Seneca, like all Stoics, was obsessed with death. His writings are full of reflections on death: how to approach it, how to regard it, and, above all, how to use the awareness of it to help us lead our best life.
Here are three quotes on the subject from Letters from a Stoic:
“This day’s my last or maybe it isn’t, but it’s not so far away from it.”
“Every life without exception is a short one.”
“Death ought to be right there before the eyes of a young man just as much as an old one — the order in which we each receive our summons is not determined by our precedence in the register… no one is so very old that it would be quite unnatural for him to hope for one more day.”
I, for one, wish the concept of death had been more present in my mind when I was younger. I don’t know how it is with other people, but death became a frequent subject of reflection for me in my forties — in a good way.

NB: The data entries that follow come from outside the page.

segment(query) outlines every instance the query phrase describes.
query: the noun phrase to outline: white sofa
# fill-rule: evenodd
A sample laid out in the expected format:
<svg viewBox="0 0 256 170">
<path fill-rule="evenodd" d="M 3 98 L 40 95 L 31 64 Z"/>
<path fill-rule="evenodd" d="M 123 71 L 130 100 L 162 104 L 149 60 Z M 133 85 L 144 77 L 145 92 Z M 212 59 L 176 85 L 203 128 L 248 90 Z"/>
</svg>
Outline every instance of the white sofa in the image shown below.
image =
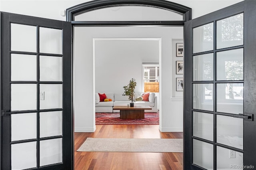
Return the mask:
<svg viewBox="0 0 256 170">
<path fill-rule="evenodd" d="M 101 93 L 102 94 L 102 93 Z M 127 106 L 131 103 L 128 99 L 128 96 L 123 96 L 123 93 L 105 93 L 108 99 L 112 99 L 111 101 L 100 102 L 98 93 L 95 93 L 95 112 L 113 113 L 120 112 L 119 110 L 113 110 L 114 106 Z M 140 93 L 135 93 L 135 98 L 140 96 Z M 152 110 L 146 110 L 145 112 L 157 112 L 157 97 L 154 93 L 150 93 L 148 97 L 149 101 L 135 101 L 135 106 L 149 106 Z"/>
</svg>

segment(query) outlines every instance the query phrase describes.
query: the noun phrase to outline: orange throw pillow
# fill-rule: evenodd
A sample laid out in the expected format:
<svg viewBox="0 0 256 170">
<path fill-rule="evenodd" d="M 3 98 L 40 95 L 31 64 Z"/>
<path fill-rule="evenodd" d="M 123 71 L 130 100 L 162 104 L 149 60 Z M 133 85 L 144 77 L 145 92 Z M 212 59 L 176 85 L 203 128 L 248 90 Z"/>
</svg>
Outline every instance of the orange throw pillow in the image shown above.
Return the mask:
<svg viewBox="0 0 256 170">
<path fill-rule="evenodd" d="M 104 99 L 107 98 L 107 96 L 105 93 L 98 93 L 100 96 L 100 101 L 104 101 Z"/>
<path fill-rule="evenodd" d="M 148 101 L 148 97 L 149 96 L 149 93 L 143 93 L 142 97 L 143 98 L 143 101 Z"/>
</svg>

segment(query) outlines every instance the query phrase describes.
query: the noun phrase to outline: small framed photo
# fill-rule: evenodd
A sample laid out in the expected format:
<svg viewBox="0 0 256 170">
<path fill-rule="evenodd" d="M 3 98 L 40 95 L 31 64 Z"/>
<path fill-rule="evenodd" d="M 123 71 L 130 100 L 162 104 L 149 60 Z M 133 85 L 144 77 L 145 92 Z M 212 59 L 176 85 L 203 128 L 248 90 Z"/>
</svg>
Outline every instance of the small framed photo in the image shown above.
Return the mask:
<svg viewBox="0 0 256 170">
<path fill-rule="evenodd" d="M 183 69 L 184 67 L 183 65 L 183 61 L 176 61 L 176 74 L 183 74 Z"/>
<path fill-rule="evenodd" d="M 183 91 L 183 86 L 184 84 L 183 83 L 183 78 L 176 78 L 176 91 Z"/>
<path fill-rule="evenodd" d="M 183 57 L 183 43 L 176 43 L 176 56 Z"/>
</svg>

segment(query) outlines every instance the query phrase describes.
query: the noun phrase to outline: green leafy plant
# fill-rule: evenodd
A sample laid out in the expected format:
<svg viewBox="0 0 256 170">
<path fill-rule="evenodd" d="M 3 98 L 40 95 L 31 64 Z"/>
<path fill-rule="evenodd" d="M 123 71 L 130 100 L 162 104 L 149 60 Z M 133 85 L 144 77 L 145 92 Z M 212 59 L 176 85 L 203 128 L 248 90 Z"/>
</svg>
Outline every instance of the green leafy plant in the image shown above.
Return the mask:
<svg viewBox="0 0 256 170">
<path fill-rule="evenodd" d="M 135 79 L 133 78 L 130 81 L 130 83 L 128 85 L 123 87 L 124 89 L 124 93 L 123 95 L 128 96 L 129 100 L 131 101 L 132 103 L 133 103 L 134 101 L 134 90 L 135 89 L 136 84 Z"/>
</svg>

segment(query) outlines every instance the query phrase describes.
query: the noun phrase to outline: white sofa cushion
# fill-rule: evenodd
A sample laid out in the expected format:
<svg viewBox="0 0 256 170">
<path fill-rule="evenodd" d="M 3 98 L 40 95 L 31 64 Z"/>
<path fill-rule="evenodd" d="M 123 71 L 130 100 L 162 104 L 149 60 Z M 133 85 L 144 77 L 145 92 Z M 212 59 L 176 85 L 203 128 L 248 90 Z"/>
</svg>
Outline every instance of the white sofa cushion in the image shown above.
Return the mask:
<svg viewBox="0 0 256 170">
<path fill-rule="evenodd" d="M 114 102 L 102 101 L 98 103 L 95 104 L 96 107 L 112 107 Z"/>
<path fill-rule="evenodd" d="M 115 101 L 114 106 L 127 106 L 128 104 L 131 103 L 130 101 Z"/>
<path fill-rule="evenodd" d="M 156 94 L 154 93 L 149 93 L 148 101 L 150 103 L 154 103 L 155 101 L 155 96 L 156 96 Z"/>
<path fill-rule="evenodd" d="M 129 97 L 127 96 L 123 96 L 123 93 L 115 93 L 115 101 L 128 101 Z"/>
<path fill-rule="evenodd" d="M 114 93 L 105 93 L 107 98 L 108 99 L 112 99 L 112 101 L 114 101 Z"/>
<path fill-rule="evenodd" d="M 100 103 L 100 96 L 98 93 L 95 93 L 95 104 Z"/>
<path fill-rule="evenodd" d="M 134 106 L 149 106 L 150 107 L 154 107 L 154 103 L 145 101 L 136 101 L 134 103 Z"/>
</svg>

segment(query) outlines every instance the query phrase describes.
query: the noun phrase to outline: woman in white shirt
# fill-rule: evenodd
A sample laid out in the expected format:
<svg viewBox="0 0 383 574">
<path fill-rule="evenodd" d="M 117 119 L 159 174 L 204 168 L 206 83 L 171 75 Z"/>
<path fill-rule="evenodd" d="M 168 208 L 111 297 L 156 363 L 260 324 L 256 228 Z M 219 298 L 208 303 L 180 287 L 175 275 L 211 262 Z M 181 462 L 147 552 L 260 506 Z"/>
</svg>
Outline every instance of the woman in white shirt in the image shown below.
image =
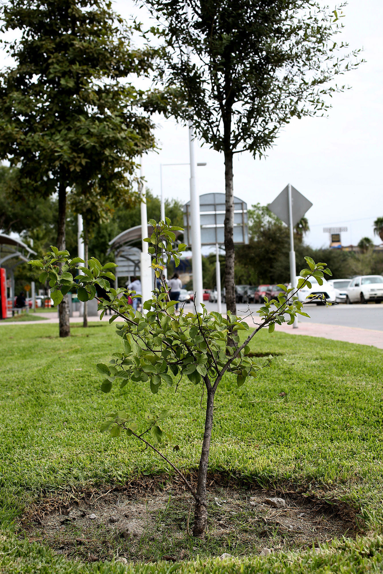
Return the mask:
<svg viewBox="0 0 383 574">
<path fill-rule="evenodd" d="M 167 280 L 167 285 L 170 289 L 169 297 L 170 301 L 177 301 L 175 305 L 175 311 L 178 309 L 178 301 L 179 298 L 179 292 L 182 288 L 182 282 L 181 281 L 178 273 L 174 273 L 171 279 Z"/>
</svg>

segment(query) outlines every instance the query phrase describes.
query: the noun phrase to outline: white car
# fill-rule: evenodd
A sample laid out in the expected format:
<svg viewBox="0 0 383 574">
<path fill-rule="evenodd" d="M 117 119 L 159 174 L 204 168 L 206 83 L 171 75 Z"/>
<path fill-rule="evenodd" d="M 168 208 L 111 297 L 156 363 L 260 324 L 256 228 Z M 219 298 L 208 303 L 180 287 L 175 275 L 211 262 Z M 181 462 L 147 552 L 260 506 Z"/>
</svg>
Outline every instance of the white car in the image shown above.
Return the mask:
<svg viewBox="0 0 383 574">
<path fill-rule="evenodd" d="M 296 278 L 296 282 L 298 283 L 298 279 L 299 277 Z M 308 295 L 324 295 L 326 297 L 326 301 L 328 301 L 330 303 L 335 303 L 337 301 L 337 293 L 334 287 L 326 281 L 326 279 L 323 279 L 323 284 L 320 285 L 316 280 L 314 277 L 310 277 L 308 280 L 310 282 L 311 284 L 311 288 L 309 289 L 307 285 L 303 287 L 303 289 L 300 289 L 298 292 L 298 297 L 299 301 L 301 301 L 302 303 L 308 302 L 310 299 L 307 299 Z M 289 285 L 288 288 L 291 287 L 291 284 Z M 319 301 L 314 301 L 314 303 L 316 303 L 316 305 L 323 305 L 323 304 L 321 302 Z"/>
<path fill-rule="evenodd" d="M 347 287 L 346 302 L 367 303 L 383 301 L 383 277 L 381 275 L 362 275 L 355 277 Z"/>
<path fill-rule="evenodd" d="M 345 303 L 347 298 L 346 289 L 351 283 L 351 279 L 329 279 L 327 283 L 332 285 L 337 293 L 337 302 Z"/>
</svg>

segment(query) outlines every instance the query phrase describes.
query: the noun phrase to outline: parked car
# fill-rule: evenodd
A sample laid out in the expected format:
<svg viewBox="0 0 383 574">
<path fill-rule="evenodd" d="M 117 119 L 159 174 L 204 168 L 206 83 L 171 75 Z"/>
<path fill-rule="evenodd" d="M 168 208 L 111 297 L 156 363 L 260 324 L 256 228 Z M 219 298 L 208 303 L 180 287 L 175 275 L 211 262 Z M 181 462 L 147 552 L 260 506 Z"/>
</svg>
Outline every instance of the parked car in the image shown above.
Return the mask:
<svg viewBox="0 0 383 574">
<path fill-rule="evenodd" d="M 178 297 L 178 301 L 180 303 L 190 303 L 190 296 L 186 289 L 181 289 L 179 290 L 179 297 Z"/>
<path fill-rule="evenodd" d="M 278 295 L 281 293 L 284 293 L 284 292 L 280 287 L 278 287 L 277 285 L 270 285 L 266 290 L 265 297 L 269 301 L 271 301 L 271 299 L 278 298 Z"/>
<path fill-rule="evenodd" d="M 298 283 L 299 277 L 296 278 L 296 283 Z M 337 294 L 335 293 L 335 290 L 332 285 L 326 280 L 326 279 L 323 280 L 323 285 L 320 285 L 315 277 L 310 278 L 310 282 L 311 284 L 311 288 L 310 289 L 307 285 L 306 285 L 302 289 L 300 289 L 297 293 L 298 300 L 302 303 L 308 302 L 310 300 L 307 300 L 307 297 L 309 295 L 324 295 L 326 298 L 326 301 L 328 301 L 330 303 L 335 303 L 337 299 Z M 289 284 L 288 289 L 290 289 L 291 287 L 291 284 Z M 316 305 L 323 305 L 324 304 L 321 302 L 320 301 L 314 301 L 313 302 L 316 303 Z"/>
<path fill-rule="evenodd" d="M 209 296 L 211 293 L 211 289 L 204 289 L 202 291 L 202 298 L 204 301 L 209 301 Z"/>
<path fill-rule="evenodd" d="M 236 285 L 235 288 L 235 293 L 236 296 L 236 303 L 243 303 L 243 296 L 245 292 L 247 290 L 248 287 L 250 285 Z"/>
<path fill-rule="evenodd" d="M 346 302 L 368 303 L 383 301 L 383 277 L 381 275 L 362 275 L 355 277 L 346 289 Z"/>
<path fill-rule="evenodd" d="M 254 293 L 255 293 L 256 287 L 255 285 L 249 285 L 246 290 L 243 294 L 242 297 L 242 301 L 244 303 L 253 303 L 254 302 Z"/>
<path fill-rule="evenodd" d="M 218 300 L 218 291 L 217 288 L 214 287 L 209 293 L 209 301 L 210 303 L 216 303 Z"/>
<path fill-rule="evenodd" d="M 254 302 L 255 303 L 262 303 L 263 302 L 263 297 L 265 297 L 266 294 L 267 289 L 270 287 L 271 285 L 258 285 L 256 289 L 254 292 Z"/>
<path fill-rule="evenodd" d="M 187 294 L 190 296 L 190 301 L 194 300 L 194 291 L 188 291 Z"/>
<path fill-rule="evenodd" d="M 347 297 L 347 288 L 351 283 L 351 279 L 329 279 L 327 281 L 335 290 L 337 302 L 345 303 Z"/>
</svg>

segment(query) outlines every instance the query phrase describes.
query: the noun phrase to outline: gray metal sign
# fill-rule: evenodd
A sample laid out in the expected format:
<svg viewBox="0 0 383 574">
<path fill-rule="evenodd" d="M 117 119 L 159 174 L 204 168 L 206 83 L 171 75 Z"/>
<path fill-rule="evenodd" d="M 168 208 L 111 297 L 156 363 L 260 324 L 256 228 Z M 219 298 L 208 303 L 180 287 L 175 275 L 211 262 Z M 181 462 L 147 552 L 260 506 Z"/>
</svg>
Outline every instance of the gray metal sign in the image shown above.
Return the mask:
<svg viewBox="0 0 383 574">
<path fill-rule="evenodd" d="M 308 211 L 312 207 L 312 204 L 292 185 L 291 185 L 291 199 L 292 201 L 292 224 L 295 226 L 302 219 L 306 211 Z M 286 185 L 283 191 L 281 191 L 279 195 L 267 207 L 270 211 L 272 211 L 274 215 L 282 219 L 286 225 L 289 225 L 288 185 Z"/>
</svg>

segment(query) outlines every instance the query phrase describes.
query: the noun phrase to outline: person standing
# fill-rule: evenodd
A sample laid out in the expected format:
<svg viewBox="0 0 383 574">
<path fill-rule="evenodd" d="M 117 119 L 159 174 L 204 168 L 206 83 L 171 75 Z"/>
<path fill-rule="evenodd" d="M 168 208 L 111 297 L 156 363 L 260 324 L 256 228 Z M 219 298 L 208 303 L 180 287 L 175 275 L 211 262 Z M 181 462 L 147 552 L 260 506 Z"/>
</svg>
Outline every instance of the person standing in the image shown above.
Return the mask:
<svg viewBox="0 0 383 574">
<path fill-rule="evenodd" d="M 133 281 L 128 285 L 130 291 L 135 291 L 136 294 L 142 295 L 142 289 L 141 288 L 141 281 L 139 277 L 133 277 Z M 138 297 L 132 297 L 132 307 L 135 311 L 137 311 L 138 304 L 141 303 L 141 298 Z"/>
<path fill-rule="evenodd" d="M 179 298 L 179 292 L 182 288 L 182 282 L 179 278 L 178 273 L 174 273 L 171 279 L 168 279 L 167 285 L 170 289 L 169 297 L 170 301 L 177 301 L 175 305 L 175 311 L 178 309 L 178 299 Z"/>
</svg>

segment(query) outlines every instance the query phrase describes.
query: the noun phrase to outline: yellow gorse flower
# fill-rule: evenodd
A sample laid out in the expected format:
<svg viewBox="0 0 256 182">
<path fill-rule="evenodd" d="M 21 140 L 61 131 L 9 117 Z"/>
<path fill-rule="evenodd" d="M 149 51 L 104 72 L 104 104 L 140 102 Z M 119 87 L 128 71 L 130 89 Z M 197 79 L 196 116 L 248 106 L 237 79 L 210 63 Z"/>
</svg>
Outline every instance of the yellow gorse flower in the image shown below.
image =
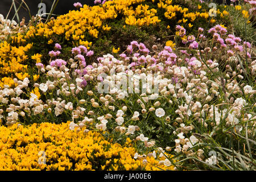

I can’t say the thought of it leaves me indifferent. I do feel quite sad when faced with the prospect of the death of a loved one. As to my own death, I don’t really fear it, though I do worry I may be missed too much by my family, especially my son with special needs.
Nonetheless, awareness of death has made me appreciate every minute of my life more and to feel grateful for each new day. It energizes and motivates me to think, feel and do more.
It makes it clear to me that there’s only this day and the hope for another day — and so it will be until I reach my last day.
Whether you were born yesterday or 89 years ago, you’re highly unlikely to be around in 2120. A hundred years is but an instant in the dimension we call time. In this sense, all lives are short. I sometimes ride my bicycle in a cemetery, and the dates on the tombstones always remind me how brief life is.
Awareness of death, without fear or anxiety about when exactly it should happen, helps us appreciate how little time we have and motivates us to use it more wisely.
Day 24 of 30-day writing challenge on a single topic: Quotes from Seneca the Younger’s Letters from a Stoic.
Why this topic? Because I can’t get over how timely and brilliant Seneca’s words are -2,000 years after he wrote them.